-Sunday July 1st - Summer Vacation -

8:09 a.m.

Sitting here on the rack of love, full of confusiosity. Why does Dave the Laugh think we were supposed to be together? He is very selfish for telling me this when I so obviously do not have the general horn for him. Even if he does have a gorgey smile.

8:10 a.m.

What am I saying? I shouldn't be talking about Dave's smile when I almost have a luurve god in my hands.

8:12 a.m.

Dave probably just said it so I'd have a nervy b.

8:13 a.m.

He figured it'd be a real laugh.

8:14 a.m.

Well it wasn't a laugh. Not at all. In fact, I think I'll call him up and tell him how un-laughish it really was.

8:20 a.m.

Mutti has so selfishly decided to be on the phone. She clearly doesn't realize how important my life is.

One minute later

I bet she's talking to one of her yoga mates about how cheese cake is 28 pudgy points.

8:25 a.m.

Oh, how stupid of me, have I forgot to tell you that my mutti is on a diet? She figures if she loses some weight, her yoga instructor might take notice to her.

8:26 a.m.

I don't think she has a problem with people noticing her seeing as her basoomas are the size of balloons.

8:30 a.m.

Unfortunately, and because my life is so incredibly poo-ey, my nunga-nungas have grown a size.

8:42 a.m.

I told my mother that Angus had got hold of her stockings again and was using them to taunt Mr. and Mrs. Next Door's poodles.

One minute later

Ha. That'll teach her.

8:45 a.m.

Maybe I shouldn't't call him.

One minute later

I think I'll dance around in my room for a bit instead

Looking in the mirror

My eyes are rather okay looking, when I put a bit of eyeliner on. And my lips look fabbity fab with this new lippy jazzy bought me. She can be double cool with knobs sometimes.

I may just call her up.

One minute later

She won't pick up the phone. I wonder where she could be on a fine day like this? She can't be doing anything interesting seeing as her life is filled with pointlessnessosity. Maybe her and Hunky are out looking for ant poo.

Two minutes later

I think I'll walk over to her house.

In the kitchen

I'll just grab a little snacky before I go.

One minute later

My mother really needs to go shopping more often. It's a miracle our family is alive based on the state of our kitchen.

On the way to Jas's

Rounded the corner onto Jaz's street. She lives in a rather nice house actually, aside from the Christmas lights that are still hiding away in her tree.
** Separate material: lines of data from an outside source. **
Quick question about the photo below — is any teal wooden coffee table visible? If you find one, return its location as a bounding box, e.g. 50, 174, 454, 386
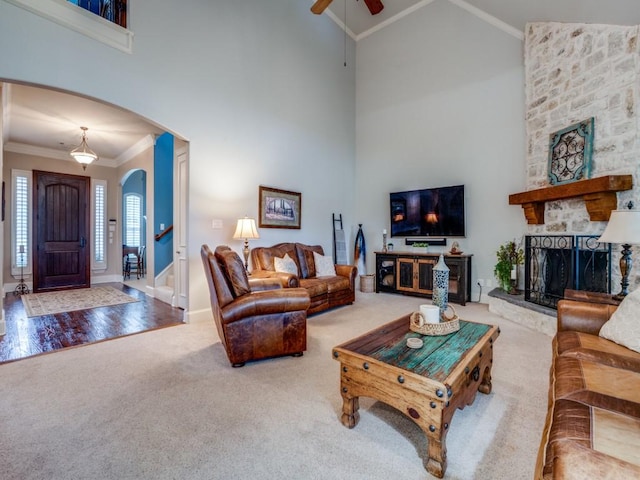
333, 315, 500, 478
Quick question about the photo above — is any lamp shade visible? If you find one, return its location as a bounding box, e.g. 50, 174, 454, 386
233, 217, 260, 238
598, 210, 640, 245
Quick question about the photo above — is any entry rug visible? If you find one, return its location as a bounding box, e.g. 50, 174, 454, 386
22, 287, 138, 317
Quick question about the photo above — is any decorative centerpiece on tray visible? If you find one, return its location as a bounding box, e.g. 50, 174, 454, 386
409, 305, 460, 337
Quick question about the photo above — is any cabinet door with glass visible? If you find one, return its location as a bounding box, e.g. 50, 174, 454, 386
396, 257, 435, 294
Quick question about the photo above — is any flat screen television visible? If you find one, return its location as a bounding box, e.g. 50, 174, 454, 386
389, 185, 465, 237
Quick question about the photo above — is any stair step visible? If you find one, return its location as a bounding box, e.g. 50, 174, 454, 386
155, 285, 174, 305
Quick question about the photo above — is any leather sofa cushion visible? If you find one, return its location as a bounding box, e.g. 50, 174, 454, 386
300, 278, 328, 298
215, 247, 251, 298
251, 243, 300, 276
545, 441, 640, 480
296, 243, 324, 278
553, 356, 640, 419
547, 400, 640, 478
554, 331, 640, 373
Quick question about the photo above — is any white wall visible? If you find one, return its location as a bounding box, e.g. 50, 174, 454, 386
0, 0, 355, 314
356, 0, 525, 301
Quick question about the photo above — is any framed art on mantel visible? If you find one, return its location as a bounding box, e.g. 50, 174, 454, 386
549, 117, 594, 185
258, 185, 302, 228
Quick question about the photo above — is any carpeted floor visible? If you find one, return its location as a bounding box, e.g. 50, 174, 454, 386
22, 287, 138, 317
0, 293, 551, 480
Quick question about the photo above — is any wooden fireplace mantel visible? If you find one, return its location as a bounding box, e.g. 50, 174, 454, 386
509, 175, 633, 225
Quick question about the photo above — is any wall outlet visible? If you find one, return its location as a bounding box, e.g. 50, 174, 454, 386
211, 218, 222, 230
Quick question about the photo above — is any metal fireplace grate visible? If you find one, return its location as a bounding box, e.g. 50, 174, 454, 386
524, 235, 611, 308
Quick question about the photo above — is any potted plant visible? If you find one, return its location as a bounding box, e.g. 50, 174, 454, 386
493, 241, 524, 295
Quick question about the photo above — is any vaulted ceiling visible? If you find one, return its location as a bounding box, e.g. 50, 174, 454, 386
328, 0, 640, 39
3, 0, 640, 166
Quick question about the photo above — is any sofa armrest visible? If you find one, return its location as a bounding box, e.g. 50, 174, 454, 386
558, 300, 617, 335
553, 440, 640, 480
249, 275, 284, 292
335, 264, 358, 292
251, 270, 300, 288
335, 264, 358, 281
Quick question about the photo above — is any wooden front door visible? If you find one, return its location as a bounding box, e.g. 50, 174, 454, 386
33, 170, 91, 292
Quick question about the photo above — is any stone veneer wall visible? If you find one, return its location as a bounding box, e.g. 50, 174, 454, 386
524, 23, 640, 293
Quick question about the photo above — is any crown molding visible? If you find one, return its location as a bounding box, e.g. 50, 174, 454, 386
115, 134, 156, 166
4, 0, 133, 53
4, 142, 118, 168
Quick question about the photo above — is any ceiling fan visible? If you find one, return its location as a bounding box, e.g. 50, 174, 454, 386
311, 0, 384, 15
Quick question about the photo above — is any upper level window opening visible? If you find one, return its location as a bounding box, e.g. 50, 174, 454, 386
67, 0, 127, 28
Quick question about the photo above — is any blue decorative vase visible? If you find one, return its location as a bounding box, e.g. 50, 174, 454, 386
432, 254, 449, 320
353, 223, 367, 275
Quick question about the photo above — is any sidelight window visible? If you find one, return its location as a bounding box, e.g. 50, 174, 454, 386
11, 170, 31, 276
91, 180, 107, 270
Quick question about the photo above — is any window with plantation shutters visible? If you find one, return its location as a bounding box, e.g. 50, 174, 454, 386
123, 193, 142, 247
91, 180, 107, 270
11, 170, 31, 275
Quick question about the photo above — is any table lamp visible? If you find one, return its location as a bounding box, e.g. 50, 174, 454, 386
598, 202, 640, 300
233, 217, 260, 273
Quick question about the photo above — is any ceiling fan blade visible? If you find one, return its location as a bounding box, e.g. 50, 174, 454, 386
311, 0, 333, 15
362, 0, 384, 15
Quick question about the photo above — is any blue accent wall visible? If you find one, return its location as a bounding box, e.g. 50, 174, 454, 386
153, 133, 173, 275
122, 170, 147, 245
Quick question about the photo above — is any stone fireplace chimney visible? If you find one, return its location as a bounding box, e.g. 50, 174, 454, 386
524, 23, 640, 289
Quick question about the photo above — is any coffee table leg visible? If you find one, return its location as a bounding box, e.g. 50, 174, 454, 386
427, 434, 447, 478
478, 367, 491, 395
340, 392, 360, 428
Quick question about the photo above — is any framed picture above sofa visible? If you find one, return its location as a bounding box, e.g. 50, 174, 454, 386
258, 185, 302, 228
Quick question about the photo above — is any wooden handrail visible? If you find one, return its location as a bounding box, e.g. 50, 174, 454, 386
154, 225, 173, 242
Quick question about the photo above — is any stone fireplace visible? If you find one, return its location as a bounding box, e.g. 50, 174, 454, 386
524, 235, 611, 309
488, 22, 640, 334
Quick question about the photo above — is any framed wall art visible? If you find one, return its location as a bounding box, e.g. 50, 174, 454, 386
258, 185, 302, 228
549, 117, 594, 185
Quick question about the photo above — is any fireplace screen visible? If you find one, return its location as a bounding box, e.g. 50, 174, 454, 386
524, 235, 611, 308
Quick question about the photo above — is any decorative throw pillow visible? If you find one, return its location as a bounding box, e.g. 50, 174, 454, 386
273, 253, 298, 275
313, 252, 336, 277
216, 248, 251, 297
600, 288, 640, 353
Blimey O'Reilly! There's Dave coming up the street! I must pretend I didn't see him and sneak away when he's not looking.

Sitting in a bush.

Brilliant escape Georgia, vair vair clever I must admit. He'll never know where I went.

"Why hello there sex kitty, fancy seeing you here"

Bugger.

Dave smiled at me like a smiley thing. He must think I'm completely bonkers. If he does then he'd be right.

Me, being full of maturiosity , just looked at him in a "oh, it's you" kind of way then looked away.

Two seconds later

He hasn't said anything yet… maybe I should stand up. Yes, yes I think that would be the best thing to do.

Dave bent down on his knees, and looked me in the eye just as I was about to get up. He really is very cool, and a good laugh too. Maybe I'll do a bit of sticky eyes, just to see what happens.

Ah, brilliant!! He smiled his absolutely gorgey smile, and pulled me up out of the bush.

I have a stick up my bum-oley. I wonder if Dave can see it.

"So Miss Georgia, it seems we left off on a rather confusing note the other day."

"Yes, I was indeed in a state of complete confusiosity."

I must remember never to use my brain when trying to think of something to say.

"Err- well yes, so was I."

1:50 p.m.

In my room

Back home in my room after an interesting talk with Dave. He told me he just wanted to be mates, and what he said before was just his red bottomosity talking. Then, he kissed me on the cheek, and said he'd see me around.

2:00 p.m.

So now we're back to being mates again.

One minute later

Matey mate mates, chummy chum chums.